62 (32%) of the patients eligible could not be included in the analysis, most of them because of not returning the questionnaire. Keeping in mind, that the original questionnaire where the items for the diagnostic indices were embedded was 16 pages long, it is very likely to obtain better participation in future studies by shortening the questionnaire. A summary of the patients excluded has been published before ([3], Table five). An overrepresentation of one of the four diagnoses of interest among these patients could give rise to concern that the questionnaire is not suitable to a specific group of patients. Compared to the patients included (PPV 53 (40.5%), BPPV 19 (14.5%), MD 11 (8.4%), VM 14 (10.7%)) such overrepresentation was not found, except for MD (12.9 vs. 8.4%, p = 0.43).

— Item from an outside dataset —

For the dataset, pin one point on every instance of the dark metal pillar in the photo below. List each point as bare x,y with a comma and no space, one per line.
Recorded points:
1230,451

The limitations of our study include the small number of patients with MD (n = 11) and VM (n = 14), and the findings should therefore be considered preliminary. A test with a larger number of patients could help to prove whether the sensitivity and specificity of the screener hold. The diagnostic index was developed in patients referred to our outpatient clinic, which is a tertiary center for patients with vertigo and dizziness. In the majority of cases these patients suffer from chronic vertigo and were referred to our outpatient clinic after several consultations with medical specialists. This probably results in an overrepresentation of patients who were less easy to diagnose. The calculated sensitivity and specificity values may therefore be even better in unselected patients e. g. in a general practitioner's practice.

The advantage of our diagnostic indices is the development of one screening questionnaire with identical questions for four vertiginous diseases.


We proposed a short screener, from which diagnostic scores for four prevalent vertiginous diseases can easily be calculated. Although cut-off points were provided the clinician or researcher may vary them to achieve better sensitivity or specificity as needed in the particular setting. The scores can also easily be converted to odds ratios (OR = escore) if desired. The test properties are promising and further validation in other populations is warranted.